I have struggled lately and feel I may have lost my way a little. Being an adult can be tricky and sometimes it feels that every few years I am operating and experiencing adulthood without a certificate. When this happens to me (and it often does), I go back to basics. I take thirty minutes out of my schedule, make myself a cup of Earl Grey, and deeply study the photograph of myself as a child.
This photograph is of me at nine years old (or at least sometime before I had my haircut at ten). This is me before life took its hold. This is the back-to-basics me. At nine, I was pure, honest, innocent and had a clear (if childlike) set of values and morals.
I often find it hard to feel love and compassion for my present-day adult self, however, I find it much easier to care for the little girl in the photo. So, when life is hard, I make decisions on her behalf.

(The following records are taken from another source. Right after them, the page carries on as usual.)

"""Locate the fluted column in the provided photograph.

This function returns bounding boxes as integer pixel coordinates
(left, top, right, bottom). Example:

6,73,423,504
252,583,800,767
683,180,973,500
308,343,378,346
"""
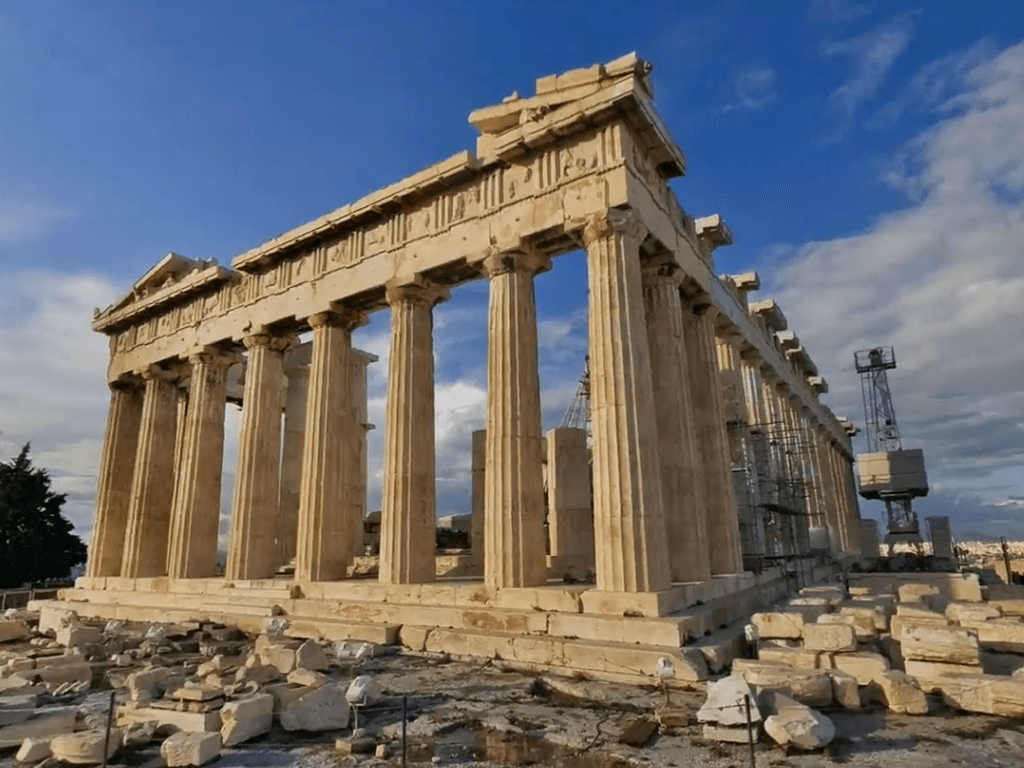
295,310,366,582
584,209,671,592
278,352,310,566
86,381,142,579
642,258,711,582
380,278,447,584
482,252,551,588
224,333,296,580
121,368,178,579
167,352,234,579
683,298,743,574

My parents are no longer alive, so I must remember to parent myself. When things are difficult, I sit quietly and imagine speaking to my mum. If I concentrate hard enough, I can almost hear her voice giving me advice. My mother is someone who would have put my needs first.

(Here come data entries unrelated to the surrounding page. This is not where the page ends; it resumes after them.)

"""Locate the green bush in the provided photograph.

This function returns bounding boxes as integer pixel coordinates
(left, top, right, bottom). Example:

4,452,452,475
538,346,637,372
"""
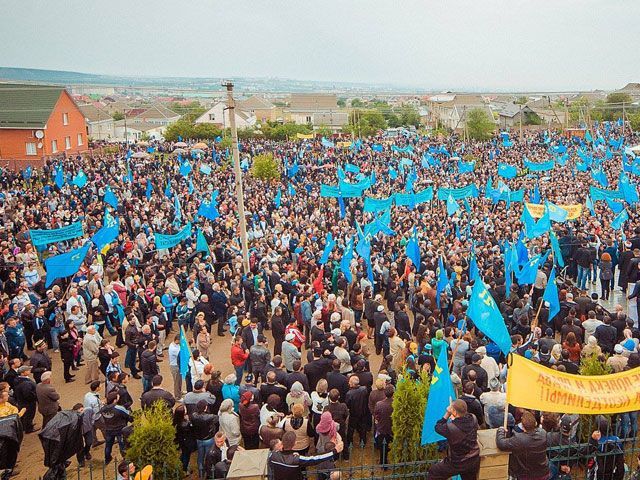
251,153,280,180
389,371,436,463
578,353,612,443
127,400,182,478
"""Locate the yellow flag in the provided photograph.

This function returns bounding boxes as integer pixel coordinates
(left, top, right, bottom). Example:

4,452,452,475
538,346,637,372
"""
507,354,640,415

In times of relationship stress and divorce, it can be difficult to consider your own needs. This can become even harder to do if you feel guilt for the part you played in the breakup/ relationship problems. In separation everybody deserves consideration. Breakups are hard but they should be fair for everyone to be able to move forward and find peace.
If you are struggling today, try the thirty-minute exercise. Find a photo of your younger self and start remembering who you were/are. Start being kind to yourself.